CELEX: E2004J0001
Language: en
Date: 2004-11-23 00:00:00
Title: Judgment of the Court of  23 November 2004  in Case E-1/04 Fokus Bank ASA and The Norwegian State, represented by Skattedirektoratet (the Directorate of Taxes)  (Free movement of capital — taxation of dividends — tax credit granted exclusively to shareholders resident in a Contracting Party — denial of procedural rights to shareholders resident in other Contracting Parties)

23.2.2006   
            
            
               EN
            
            
               Official Journal of the European Union
            
            
               C 45/10
            
         
      JUDGMENT OF THE COURT
   
   of 23 November 2004
   in Case E-1/04 Fokus Bank ASA and The Norwegian State, represented by Skattedirektoratet (the Directorate of Taxes)
   
      (Free movement of capital — taxation of dividends — tax credit granted exclusively to shareholders resident in a Contracting Party — denial of procedural rights to shareholders resident in other Contracting Parties)
   
   (2006/C 45/06)
   In Case E-1/04 between Fokus Bank ASA and the Norwegian State, represented by Skattedirektoratet, — REQUEST to the Court by Frostating lagmannsrett (Frostating Court of Appeal) on the interpretation of the rules of free movement of capital within the EEA, the Court, composed of Carl Baudenbacher, President and Judge-Rapporteur, Per Tresselt and Thorgeir Örlygsson, Judges, gave judgment on 23 November 2004, the operative part of which is as follows:
   
               1.
            
            
               Article 40 EEA precludes legislation whereby shareholders resident in a specific Contracting Party are granted a tax credit on dividends paid by a company resident in that Contracting Party, whereas non-resident shareholders are not granted such a tax credit.
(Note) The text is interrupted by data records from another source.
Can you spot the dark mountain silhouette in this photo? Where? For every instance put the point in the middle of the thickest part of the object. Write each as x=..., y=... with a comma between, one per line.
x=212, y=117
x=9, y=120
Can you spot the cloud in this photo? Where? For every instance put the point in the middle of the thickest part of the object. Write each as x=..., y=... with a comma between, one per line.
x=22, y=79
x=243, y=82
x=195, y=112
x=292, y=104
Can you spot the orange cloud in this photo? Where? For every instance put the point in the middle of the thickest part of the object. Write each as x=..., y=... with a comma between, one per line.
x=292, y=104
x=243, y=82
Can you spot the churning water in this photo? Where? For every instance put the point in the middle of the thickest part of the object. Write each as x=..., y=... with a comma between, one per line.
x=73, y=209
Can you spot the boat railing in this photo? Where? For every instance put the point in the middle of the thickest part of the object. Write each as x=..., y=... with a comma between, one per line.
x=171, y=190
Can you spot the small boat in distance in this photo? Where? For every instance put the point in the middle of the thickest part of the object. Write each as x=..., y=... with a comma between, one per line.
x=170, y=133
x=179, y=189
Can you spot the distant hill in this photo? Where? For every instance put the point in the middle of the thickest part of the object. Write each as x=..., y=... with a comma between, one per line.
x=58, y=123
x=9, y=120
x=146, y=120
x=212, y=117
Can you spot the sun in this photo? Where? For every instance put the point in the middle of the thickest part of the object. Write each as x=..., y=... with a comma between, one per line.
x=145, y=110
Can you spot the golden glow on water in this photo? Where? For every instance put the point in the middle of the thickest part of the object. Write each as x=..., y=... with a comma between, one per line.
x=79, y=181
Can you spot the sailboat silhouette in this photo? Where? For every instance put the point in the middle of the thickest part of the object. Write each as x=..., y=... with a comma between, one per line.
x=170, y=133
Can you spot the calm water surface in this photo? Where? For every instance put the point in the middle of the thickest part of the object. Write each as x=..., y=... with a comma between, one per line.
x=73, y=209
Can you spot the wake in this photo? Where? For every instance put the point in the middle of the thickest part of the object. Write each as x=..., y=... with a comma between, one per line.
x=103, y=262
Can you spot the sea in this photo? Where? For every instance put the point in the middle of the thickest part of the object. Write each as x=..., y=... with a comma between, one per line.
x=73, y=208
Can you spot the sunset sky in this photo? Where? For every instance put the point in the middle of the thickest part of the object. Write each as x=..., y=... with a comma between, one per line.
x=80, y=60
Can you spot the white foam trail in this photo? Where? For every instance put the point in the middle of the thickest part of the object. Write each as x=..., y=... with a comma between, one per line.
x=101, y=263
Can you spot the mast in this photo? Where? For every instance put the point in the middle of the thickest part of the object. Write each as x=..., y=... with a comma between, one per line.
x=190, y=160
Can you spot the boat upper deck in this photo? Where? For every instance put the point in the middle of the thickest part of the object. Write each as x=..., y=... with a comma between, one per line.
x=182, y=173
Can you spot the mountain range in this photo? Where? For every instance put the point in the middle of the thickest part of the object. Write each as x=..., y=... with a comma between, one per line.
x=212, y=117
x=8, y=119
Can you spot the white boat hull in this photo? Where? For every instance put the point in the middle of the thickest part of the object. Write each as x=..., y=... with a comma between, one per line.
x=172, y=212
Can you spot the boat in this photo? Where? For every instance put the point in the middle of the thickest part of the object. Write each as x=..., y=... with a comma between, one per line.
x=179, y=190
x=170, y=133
Whether the taxpayer is resident in another Contracting Party which, in a tax agreement with the Contracting Party wherein the dividend is distributed, has undertaken to grant credit for withholding tax, or whether the taxpayer in the specific case actually is granted, or will be granted, credit for the withholding tax, is of no legal significance.
            
         
               2.
            
            
               In a situation such as the one at issue in the main proceedings, it is not consistent with the EEA Agreement that a Contracting Party deals solely with the distributing company when assessing and reassessing the withholding tax without notifying the non-resident shareholders.